Di una cosa possiamo stare certi: la noia esiste. Eccome se esiste! Trascorriamo metà della nostra esistenza annoiati e l’altra metà a far di tutto per paura di annoiarci. Quel pendolo che oscilla tra dolore e noia che è la nostra breve vita non si rivela esser altro che un continuo tentativo di fuga da uno stato che è tuttavia connaturato. Mettiamoci il cuore in pace: non si può vivere senza noia. Nasci, ti annoi, muori. Certo che se fosse tutto qui non ci sarebbe un granché da aggiungere. Fortunatamente però in questo limbo di ansia che ci spinge a fare troppo e a troppo poco pensare, si scorge uno spiraglio: la noia può essere anche bella. Annoiarsi può essere magnifico! Ma in che senso?

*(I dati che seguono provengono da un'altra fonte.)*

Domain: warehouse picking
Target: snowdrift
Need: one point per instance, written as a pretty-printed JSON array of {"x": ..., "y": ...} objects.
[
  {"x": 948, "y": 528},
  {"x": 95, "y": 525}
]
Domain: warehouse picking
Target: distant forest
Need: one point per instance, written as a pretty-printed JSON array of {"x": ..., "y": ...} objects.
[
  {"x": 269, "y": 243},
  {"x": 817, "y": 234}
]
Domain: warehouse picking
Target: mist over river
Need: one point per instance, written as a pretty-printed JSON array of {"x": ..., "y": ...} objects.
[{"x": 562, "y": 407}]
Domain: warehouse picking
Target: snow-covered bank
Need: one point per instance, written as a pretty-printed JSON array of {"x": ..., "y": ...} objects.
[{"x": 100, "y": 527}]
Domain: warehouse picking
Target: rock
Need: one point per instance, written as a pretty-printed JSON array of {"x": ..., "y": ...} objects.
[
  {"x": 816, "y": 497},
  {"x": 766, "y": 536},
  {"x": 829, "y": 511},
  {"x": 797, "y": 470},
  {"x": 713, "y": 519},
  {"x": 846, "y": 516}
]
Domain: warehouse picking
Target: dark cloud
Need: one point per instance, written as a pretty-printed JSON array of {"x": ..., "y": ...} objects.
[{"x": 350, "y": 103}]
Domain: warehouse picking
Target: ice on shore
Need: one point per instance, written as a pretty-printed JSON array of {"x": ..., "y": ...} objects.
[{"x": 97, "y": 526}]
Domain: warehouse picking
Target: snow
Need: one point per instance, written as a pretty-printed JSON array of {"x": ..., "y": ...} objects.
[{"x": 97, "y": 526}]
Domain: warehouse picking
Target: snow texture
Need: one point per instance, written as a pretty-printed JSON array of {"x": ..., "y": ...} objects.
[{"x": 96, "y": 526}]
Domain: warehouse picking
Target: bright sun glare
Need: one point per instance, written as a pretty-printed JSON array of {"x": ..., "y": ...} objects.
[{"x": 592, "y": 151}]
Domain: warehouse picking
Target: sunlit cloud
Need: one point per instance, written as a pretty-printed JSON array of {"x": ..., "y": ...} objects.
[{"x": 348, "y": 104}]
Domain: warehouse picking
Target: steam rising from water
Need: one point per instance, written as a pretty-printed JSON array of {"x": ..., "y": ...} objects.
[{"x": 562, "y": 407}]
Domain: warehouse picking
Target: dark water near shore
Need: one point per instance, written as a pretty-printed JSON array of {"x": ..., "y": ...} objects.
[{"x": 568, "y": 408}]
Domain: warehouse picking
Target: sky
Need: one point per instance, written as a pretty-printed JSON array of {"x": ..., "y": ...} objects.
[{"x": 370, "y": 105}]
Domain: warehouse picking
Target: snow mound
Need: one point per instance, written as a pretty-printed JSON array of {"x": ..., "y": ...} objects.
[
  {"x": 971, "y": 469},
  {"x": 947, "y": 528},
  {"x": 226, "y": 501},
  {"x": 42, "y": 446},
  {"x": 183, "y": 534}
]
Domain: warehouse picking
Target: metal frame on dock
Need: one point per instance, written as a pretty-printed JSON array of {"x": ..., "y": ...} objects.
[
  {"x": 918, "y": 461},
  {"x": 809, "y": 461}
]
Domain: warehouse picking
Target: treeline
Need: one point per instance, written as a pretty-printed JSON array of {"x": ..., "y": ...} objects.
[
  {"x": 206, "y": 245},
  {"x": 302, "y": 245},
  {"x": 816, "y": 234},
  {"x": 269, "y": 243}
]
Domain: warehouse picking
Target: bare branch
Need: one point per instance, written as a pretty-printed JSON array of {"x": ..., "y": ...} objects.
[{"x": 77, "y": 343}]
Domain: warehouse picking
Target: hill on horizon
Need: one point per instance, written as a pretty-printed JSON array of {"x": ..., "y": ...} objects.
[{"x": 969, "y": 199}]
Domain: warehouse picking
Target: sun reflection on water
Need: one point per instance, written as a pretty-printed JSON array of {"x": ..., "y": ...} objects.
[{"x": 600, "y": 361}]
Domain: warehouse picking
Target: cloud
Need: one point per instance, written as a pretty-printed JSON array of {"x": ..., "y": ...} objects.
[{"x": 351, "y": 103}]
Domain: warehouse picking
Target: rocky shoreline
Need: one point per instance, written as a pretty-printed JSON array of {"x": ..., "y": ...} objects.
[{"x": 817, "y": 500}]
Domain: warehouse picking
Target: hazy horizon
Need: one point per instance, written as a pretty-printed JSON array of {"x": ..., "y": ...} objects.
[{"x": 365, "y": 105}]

A pensare si tratti di un trastullo pomeridiano da radical chic vi sbagliereste; non s’intende affatto meditare coscienziosamente su pensieri abissali guardando un punto fisso nel vuoto. Si tratta di fare una cosa – quantomeno in apparenza – molto più normcore: riuscire a star fermi nelle proprie aspettative senza soffrirne. Chi sa annoiarsi e trarne profitto è colui che ancora pensa alle cose come potrebbero essere, non lasciandosi distrarre e portar via da tutta quella frenesia di stimoli che ci rende apatici. Cos’è questo rimettere in questione sempre il nostro presente vagheggiando sul passato e meditando su di un futuro possibile? Ecco cos’è la noia: imparare a fermarsi dal flusso del divenire delle cose, crogiolarsi in una progettualità migliore del nostro momento presente e anelare all’ideale. Chi sa cos’è la noia e la vive coglie l’attimo. Un attimo che può venir sentito e esser vissuto come rischio, ma anche e auspicabilmente come opportunità. Impariamo allora l’arte di annoiarci! Annoiamoci responsabilmente! Evviva la noia! (Ma annoiamoci responsabilmente, nda).